GNU bug report logs - #69968
Case-folding of Mathematical Alphanumeric Symbols

Package: emacs;

Reported by: Juri Linkov <juri <at> linkov.net>

Date: Sat, 23 Mar 2024 20:41:02 UTC

Severity: normal

Done: Juri Linkov <juri <at> linkov.net>

Bug is archived. No further changes may be made.

To add a comment to this bug, you must first unarchive it, by sending
a message to control AT debbugs.gnu.org, with unarchive 69968 in the body.
You can then email your comments to 69968 AT debbugs.gnu.org in the normal way.

Toggle the display of automated, internal messages from the tracker.

View this report as an mbox folder, status mbox, maintainer mbox

Report forwarded to bug-gnu-emacs <at> gnu.org:
bug#69968; Package emacs. (Sat, 23 Mar 2024 20:41:03 GMT) Full text and rfc822 format available.

Acknowledgement sent to Juri Linkov <juri <at> linkov.net>:
New bug report received and forwarded. Copy sent to bug-gnu-emacs <at> gnu.org. (Sat, 23 Mar 2024 20:41:03 GMT) Full text and rfc822 format available.

Message #5 received at submit <at> debbugs.gnu.org (full text, mbox):

From: Juri Linkov <juri <at> linkov.net>
To: bug-gnu-emacs <at> gnu.org
Subject: Case-folding of Mathematical Alphanumeric Symbols
Date: Sat, 23 Mar 2024 20:27:45 +0200

I wonder why case-folding is not supported for letters from
the Unicode block "Mathematical Alphanumeric Symbols":
https://en.wikipedia.org/wiki/Mathematical_Alphanumeric_Symbols

Is it because the Unicode standard doesn't provide information
about their case-folding?  And indeed they are missing from
https://unicode.org/Public/UNIDATA/CaseFolding.txt

But OTOH, I can't find the file CaseFolding.txt in admin/unidata.
This means Emacs doesn't use this file?

Then should we add more case-folding information explicitly
for this Unicode block?

Case-folding is already supported for some characters from other
Unicode blocks such e.g. FULLWIDTH LATIN CAPITAL LETTERs,
CIRCLED LATIN CAPITAL LETTERs, etc.
But e.g. PARENTHESIZED LATIN CAPITAL LETTERs are missing too.
What is worse is that in Emacs ⒜ doesn't have even a word syntax
like its counterpart 🄐.

Information forwarded to bug-gnu-emacs <at> gnu.org:
bug#69968; Package emacs. (Sun, 24 Mar 2024 06:41:01 GMT) Full text and rfc822 format available.

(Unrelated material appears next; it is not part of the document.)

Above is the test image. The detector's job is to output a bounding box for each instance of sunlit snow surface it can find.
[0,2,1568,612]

Message #8 received at 69968 <at> debbugs.gnu.org (full text, mbox):

From: Eli Zaretskii <eliz <at> gnu.org>
To: Juri Linkov <juri <at> linkov.net>
Cc: 69968 <at> debbugs.gnu.org
Subject: Re: bug#69968: Case-folding of Mathematical Alphanumeric Symbols
Date: Sun, 24 Mar 2024 08:27:39 +0200

> From: Juri Linkov <juri <at> linkov.net>
> Date: Sat, 23 Mar 2024 20:27:45 +0200
> 
> I wonder why case-folding is not supported for letters from
> the Unicode block "Mathematical Alphanumeric Symbols":
> https://en.wikipedia.org/wiki/Mathematical_Alphanumeric_Symbols

These are not letters, they are symbols.  And letter-case is not
defined for symbols.

> Is it because the Unicode standard doesn't provide information
> about their case-folding?  And indeed they are missing from
> https://unicode.org/Public/UNIDATA/CaseFolding.txt

Unicode doesn't consider them letters.

> But OTOH, I can't find the file CaseFolding.txt in admin/unidata.
> This means Emacs doesn't use this file?

We don't.  We use the case-conversion information in UnicodeData.txt,
as it tells us everything we need to know.

> Then should we add more case-folding information explicitly
> for this Unicode block?

What is the rationale for doing so?  It's against Unicode, so we need
to have a good reason, as this will have to be maintained by hand, and
also because some users might be surprised.

> Case-folding is already supported for some characters from other
> Unicode blocks such e.g. FULLWIDTH LATIN CAPITAL LETTERs,
> CIRCLED LATIN CAPITAL LETTERs, etc.

That's because UnicodeData.txt defines their letter-case conversions.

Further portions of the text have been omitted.